Las risas agudas, apenas disimuladas, se mezclaban con el tintineo suave de copas de cristal, llenas de un líquido carmesí que todos conocíamos demasiado bien. Entre las sonrisas desganadas de los vampiros ataviados con las últimas modas de Armani y Chanel, se asomaban colmillos tan blancos como perlas, listos para el próximo festín.
Qué desperdicio", pensé, observando a las figuras elegantes y aburridas a mi alrededor. Ellos vivían en la comodidad, mientras nosotros, los guerreros, éramos los que lidiábamos con la sangre y la muerte.
Sin perder tiempo, me acerqué a la entrada del salón principal. Mi misión era clara: informar lo sucedido y, con suerte, evitar que Seamus perdiera los estribos.
La atmósfera del salón rezumaba decadencia. El aire estaba cargado con el perfume empalagoso de fragancias caras y el inconfundible aroma del plasma, servido en copas elegantes. A pesar de la multitud de cuerpos esparcidos por la sala, el ambiente se mantenía fresco, una constante para criaturas como nosotros, frías por naturaleza. Mi entrada no causó más que algunas miradas fugaces, ojos aburridos y sin interés que apenas se posaron en mí antes de regresar a sus triviales entretenimientos. No esperaba menos de estos vampiros. Ellos no eran los que debían escucharme.
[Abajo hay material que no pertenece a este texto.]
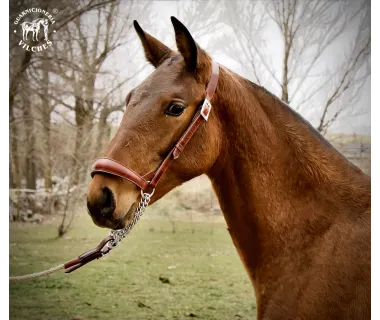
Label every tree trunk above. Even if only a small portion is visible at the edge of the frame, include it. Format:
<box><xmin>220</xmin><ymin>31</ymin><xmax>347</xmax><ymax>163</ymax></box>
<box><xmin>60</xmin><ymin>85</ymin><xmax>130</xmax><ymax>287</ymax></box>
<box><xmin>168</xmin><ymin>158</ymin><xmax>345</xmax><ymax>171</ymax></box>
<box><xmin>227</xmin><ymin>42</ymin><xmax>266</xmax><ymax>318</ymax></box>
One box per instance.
<box><xmin>281</xmin><ymin>32</ymin><xmax>291</xmax><ymax>104</ymax></box>
<box><xmin>24</xmin><ymin>95</ymin><xmax>37</xmax><ymax>189</ymax></box>
<box><xmin>8</xmin><ymin>92</ymin><xmax>21</xmax><ymax>189</ymax></box>
<box><xmin>42</xmin><ymin>60</ymin><xmax>53</xmax><ymax>190</ymax></box>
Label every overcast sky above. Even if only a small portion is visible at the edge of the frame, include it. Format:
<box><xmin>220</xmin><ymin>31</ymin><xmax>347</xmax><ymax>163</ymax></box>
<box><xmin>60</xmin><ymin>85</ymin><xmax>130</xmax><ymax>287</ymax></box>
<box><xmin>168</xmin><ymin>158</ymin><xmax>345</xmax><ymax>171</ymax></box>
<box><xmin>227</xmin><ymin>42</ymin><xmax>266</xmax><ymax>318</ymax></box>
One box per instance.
<box><xmin>100</xmin><ymin>1</ymin><xmax>375</xmax><ymax>136</ymax></box>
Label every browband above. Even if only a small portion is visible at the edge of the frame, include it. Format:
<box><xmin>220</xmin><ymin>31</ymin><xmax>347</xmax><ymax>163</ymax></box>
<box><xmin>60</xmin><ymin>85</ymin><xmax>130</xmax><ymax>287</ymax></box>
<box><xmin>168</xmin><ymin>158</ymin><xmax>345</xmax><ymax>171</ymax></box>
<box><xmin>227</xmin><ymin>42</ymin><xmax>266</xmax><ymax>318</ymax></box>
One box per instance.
<box><xmin>91</xmin><ymin>60</ymin><xmax>219</xmax><ymax>191</ymax></box>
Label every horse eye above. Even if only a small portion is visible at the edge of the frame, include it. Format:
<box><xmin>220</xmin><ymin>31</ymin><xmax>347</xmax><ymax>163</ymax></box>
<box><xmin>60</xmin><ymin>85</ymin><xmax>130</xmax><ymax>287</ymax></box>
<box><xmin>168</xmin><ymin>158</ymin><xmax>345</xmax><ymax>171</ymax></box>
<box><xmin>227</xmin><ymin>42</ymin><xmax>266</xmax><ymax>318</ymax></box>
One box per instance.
<box><xmin>165</xmin><ymin>103</ymin><xmax>185</xmax><ymax>117</ymax></box>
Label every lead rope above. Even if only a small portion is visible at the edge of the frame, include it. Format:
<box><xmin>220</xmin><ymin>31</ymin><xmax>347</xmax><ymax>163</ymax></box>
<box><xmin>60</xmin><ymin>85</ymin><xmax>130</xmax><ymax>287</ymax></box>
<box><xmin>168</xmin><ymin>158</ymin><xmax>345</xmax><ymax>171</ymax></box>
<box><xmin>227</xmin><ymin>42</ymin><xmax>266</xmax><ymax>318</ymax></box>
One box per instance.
<box><xmin>8</xmin><ymin>190</ymin><xmax>154</xmax><ymax>282</ymax></box>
Pasé por alto los cuchicheos y las risillas que llenaban el aire y escaneé la habitación en busca de Seamus. El actual regente de la mansión no estaba a la vista, lo que me arrancó una sonrisa amarga. Claro, no estaba aquí, presidiendo la "fiesta". Lo más probable es que estuviera en su suite privada, tal vez acompañado por Jenica, su sirvienta más fiel. Me equivoqué, algo que no suele pasarme. A veces me pregunto si la bondad ajena me afecta, aunque sea un poco.
Sin dudar, comencé a subir las interminables escaleras de mármol, los escalones resonando bajo mis botas mojadas. Conocía el camino demasiado bien, cada rincón de esta mansión era un recordatorio constante de nuestro lugar en la cadena de poder. La habitación de Seamus estaba cerca de la mía. Nada en este aquelarre sucedía por casualidad.